The second worst affected church in the 2019 Easter terror attacks was St Anthony’s Church in Kochchikade, Colombo. According to the figures compiled by the Catholic Church, there were 57 deaths among those who attended the Easter mass, and a total 119 families were left feeling helpless and hopeless due to deaths and injuries caused to worshipers. The victims were not just those from the vicinity of the church, but from all over the Western Province, and there even non-Christians among those affected.

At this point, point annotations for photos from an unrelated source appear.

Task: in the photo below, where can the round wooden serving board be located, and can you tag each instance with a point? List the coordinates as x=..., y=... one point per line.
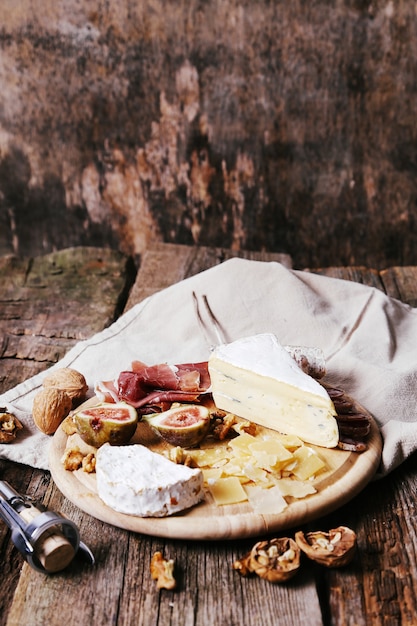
x=347, y=474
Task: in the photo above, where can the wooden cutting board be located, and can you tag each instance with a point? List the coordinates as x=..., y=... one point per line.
x=346, y=475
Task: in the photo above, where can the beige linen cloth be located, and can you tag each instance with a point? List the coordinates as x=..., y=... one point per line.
x=369, y=341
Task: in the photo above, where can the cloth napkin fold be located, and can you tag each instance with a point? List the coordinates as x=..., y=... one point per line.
x=369, y=341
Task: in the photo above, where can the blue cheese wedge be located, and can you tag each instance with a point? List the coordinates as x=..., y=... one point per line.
x=134, y=480
x=257, y=379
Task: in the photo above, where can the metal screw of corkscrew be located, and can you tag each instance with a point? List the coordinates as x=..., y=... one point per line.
x=47, y=540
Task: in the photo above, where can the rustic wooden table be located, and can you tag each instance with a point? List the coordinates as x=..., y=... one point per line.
x=50, y=303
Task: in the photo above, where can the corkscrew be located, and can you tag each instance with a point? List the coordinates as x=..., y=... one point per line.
x=46, y=539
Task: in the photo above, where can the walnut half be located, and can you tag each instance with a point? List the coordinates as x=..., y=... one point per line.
x=162, y=570
x=9, y=425
x=334, y=548
x=276, y=560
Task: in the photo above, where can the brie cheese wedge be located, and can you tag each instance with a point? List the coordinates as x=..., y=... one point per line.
x=134, y=480
x=257, y=379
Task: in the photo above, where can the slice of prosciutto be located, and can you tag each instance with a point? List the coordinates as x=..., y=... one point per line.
x=145, y=386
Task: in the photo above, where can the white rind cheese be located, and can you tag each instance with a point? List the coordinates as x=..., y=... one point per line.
x=134, y=480
x=255, y=378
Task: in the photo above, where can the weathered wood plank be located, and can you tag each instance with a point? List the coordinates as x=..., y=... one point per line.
x=363, y=275
x=377, y=588
x=49, y=303
x=163, y=265
x=401, y=283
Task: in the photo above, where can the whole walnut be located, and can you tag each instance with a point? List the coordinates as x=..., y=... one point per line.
x=50, y=407
x=70, y=381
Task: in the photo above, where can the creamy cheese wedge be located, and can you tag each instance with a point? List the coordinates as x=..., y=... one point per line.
x=257, y=379
x=134, y=480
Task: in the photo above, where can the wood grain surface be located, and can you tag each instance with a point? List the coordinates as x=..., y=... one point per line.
x=379, y=588
x=346, y=474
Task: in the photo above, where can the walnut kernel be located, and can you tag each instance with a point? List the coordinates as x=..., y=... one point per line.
x=9, y=425
x=70, y=381
x=50, y=407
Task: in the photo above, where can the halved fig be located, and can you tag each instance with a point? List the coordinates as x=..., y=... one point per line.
x=334, y=548
x=113, y=423
x=185, y=425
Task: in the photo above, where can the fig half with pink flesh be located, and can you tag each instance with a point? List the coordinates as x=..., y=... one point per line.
x=113, y=423
x=185, y=425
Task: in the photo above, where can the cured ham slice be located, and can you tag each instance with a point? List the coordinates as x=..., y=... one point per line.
x=149, y=387
x=184, y=377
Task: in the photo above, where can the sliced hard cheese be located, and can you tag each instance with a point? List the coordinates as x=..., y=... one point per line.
x=255, y=378
x=136, y=481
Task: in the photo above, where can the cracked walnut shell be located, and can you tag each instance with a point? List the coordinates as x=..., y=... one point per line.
x=276, y=560
x=70, y=381
x=331, y=549
x=9, y=425
x=50, y=407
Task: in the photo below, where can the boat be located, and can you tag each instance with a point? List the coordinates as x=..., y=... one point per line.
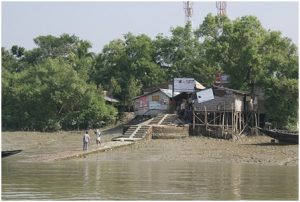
x=281, y=136
x=9, y=153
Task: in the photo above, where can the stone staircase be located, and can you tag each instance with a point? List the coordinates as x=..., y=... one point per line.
x=130, y=131
x=142, y=131
x=138, y=132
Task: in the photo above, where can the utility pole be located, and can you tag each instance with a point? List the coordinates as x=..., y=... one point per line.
x=188, y=10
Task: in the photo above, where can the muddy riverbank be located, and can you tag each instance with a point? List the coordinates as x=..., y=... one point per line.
x=254, y=150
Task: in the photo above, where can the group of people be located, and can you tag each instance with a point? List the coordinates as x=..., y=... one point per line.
x=87, y=139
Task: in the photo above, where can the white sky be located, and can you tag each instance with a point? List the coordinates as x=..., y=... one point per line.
x=101, y=22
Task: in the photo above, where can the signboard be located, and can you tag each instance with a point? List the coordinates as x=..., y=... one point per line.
x=154, y=105
x=205, y=95
x=184, y=84
x=143, y=102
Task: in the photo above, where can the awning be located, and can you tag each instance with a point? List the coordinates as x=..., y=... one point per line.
x=199, y=86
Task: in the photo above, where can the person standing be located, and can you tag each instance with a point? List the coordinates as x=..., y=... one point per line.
x=86, y=141
x=98, y=137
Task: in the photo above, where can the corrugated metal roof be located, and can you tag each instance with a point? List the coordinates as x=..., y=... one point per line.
x=168, y=92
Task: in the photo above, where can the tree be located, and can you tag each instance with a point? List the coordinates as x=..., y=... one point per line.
x=50, y=96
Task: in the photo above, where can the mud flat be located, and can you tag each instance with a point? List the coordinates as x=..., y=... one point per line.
x=56, y=146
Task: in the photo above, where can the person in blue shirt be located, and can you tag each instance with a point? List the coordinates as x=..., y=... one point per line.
x=86, y=141
x=98, y=137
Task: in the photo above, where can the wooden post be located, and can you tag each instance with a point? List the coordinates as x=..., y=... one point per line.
x=232, y=119
x=194, y=119
x=240, y=117
x=214, y=118
x=205, y=118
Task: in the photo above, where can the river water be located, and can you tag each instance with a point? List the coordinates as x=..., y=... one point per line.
x=146, y=180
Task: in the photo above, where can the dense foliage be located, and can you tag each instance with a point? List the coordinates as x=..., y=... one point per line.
x=58, y=85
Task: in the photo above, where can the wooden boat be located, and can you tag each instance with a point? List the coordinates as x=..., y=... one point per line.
x=281, y=136
x=9, y=153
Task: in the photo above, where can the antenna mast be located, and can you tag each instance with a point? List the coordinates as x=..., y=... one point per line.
x=188, y=9
x=221, y=6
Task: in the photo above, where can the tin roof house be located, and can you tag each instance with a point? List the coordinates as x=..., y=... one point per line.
x=155, y=102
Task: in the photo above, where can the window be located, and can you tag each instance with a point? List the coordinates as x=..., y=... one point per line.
x=155, y=97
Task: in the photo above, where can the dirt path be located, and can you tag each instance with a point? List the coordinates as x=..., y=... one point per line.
x=257, y=150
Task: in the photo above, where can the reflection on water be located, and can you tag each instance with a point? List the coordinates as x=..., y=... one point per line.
x=130, y=180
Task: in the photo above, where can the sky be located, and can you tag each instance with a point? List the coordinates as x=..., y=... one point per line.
x=102, y=22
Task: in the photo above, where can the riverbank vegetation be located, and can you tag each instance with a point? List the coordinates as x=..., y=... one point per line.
x=59, y=84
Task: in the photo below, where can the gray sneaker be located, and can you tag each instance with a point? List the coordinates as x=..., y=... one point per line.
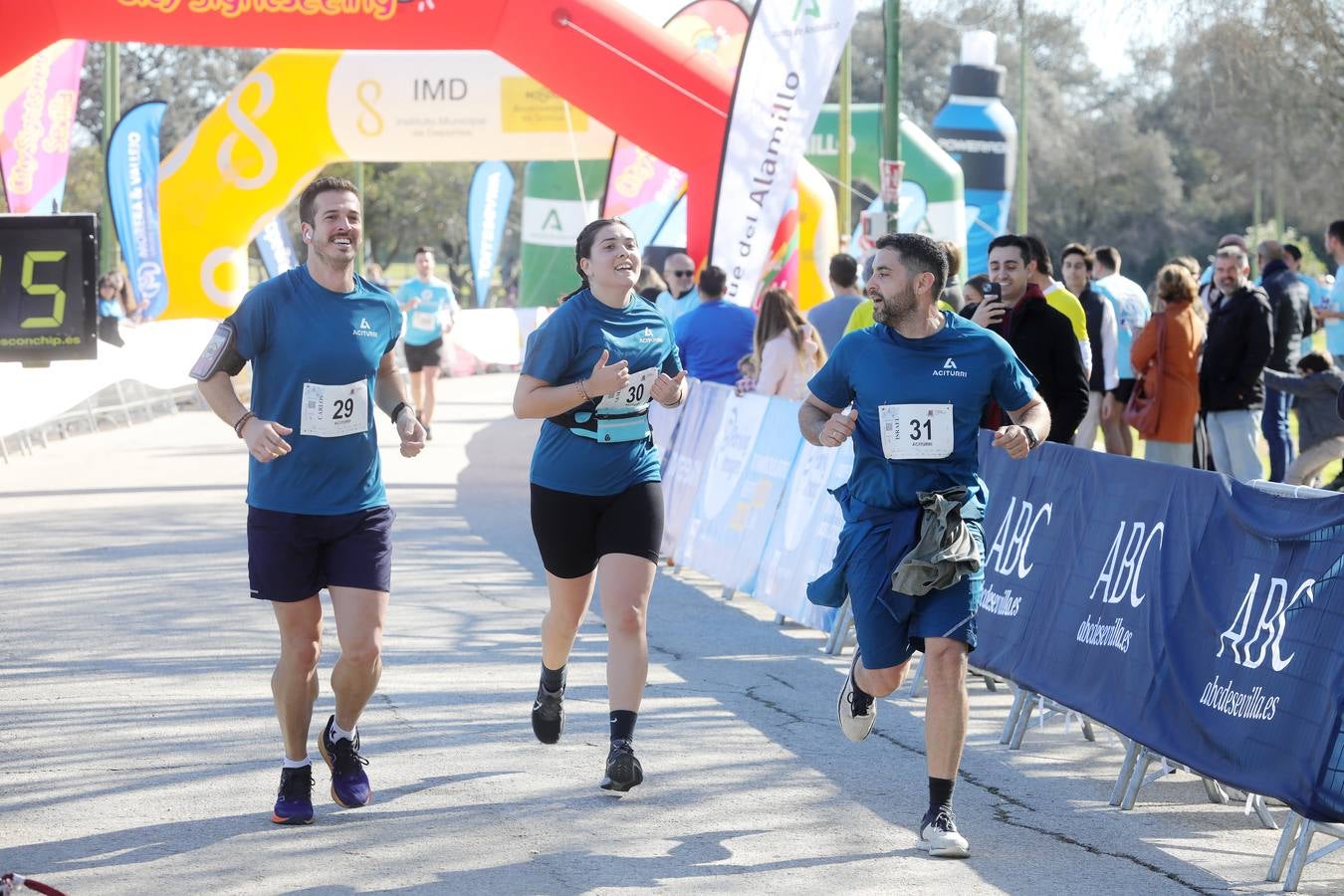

Loss of a dear father and friend
“My Dada was my bodyguard and the best friend I ever had. Even at the last moment he covered me and my sister from the bomb, and he gave his life,” said Gloria George from Wattala, as she remembered the tragic event that occurred exactly a year ago. “We usually go to the Wattala church, which is our parish church. But on Sunday morning, Dada took us to St Anthony’s Kochchikade as we had missed mass the day before, which was Holy Saturday, which he had attended. He came with us as we missed the mass,” said the 21-year-old undergraduate Gloria, remembering her father George Chandrasegaran, who was very protective of his two daughters. “My Dada was our king, and my sister and I were his princesses. We were so close to him, we used to call him George, just like a friend, instead of calling him Dada,” said the daughter, who finds it hard bear the loss of her father who was 52 at the time of his death.
The family of three women, mother and two daughters, were facing severe depression after losing their husband and father George Chandrasegaran, who was handling an Indian textile business. They had to undergo counselling. “All three of us were taking treatment for depression, but my 17-year-old sister Shopiya’s condition was the worst as she feels the loss of our father very much,” Gloria said. “Dada wanted us to go for the mass, and until we turned towards Colombo we didn’t know that we were going to St Anthony’s church” said Gloria, who added her father had a great faith in St Anthony.
“When we reached, the church was very crowded. We somehow went inside and found a space on the left hand side at the back of the church. Dada told us to go in front without waiting with him. It was very strange, as he usually never wanted us away from him. Whenever we went out, he wanted us to be with him. But strangely that day he wanted us to go away from him to another place. But we insisted and stayed with him,” Gloria said.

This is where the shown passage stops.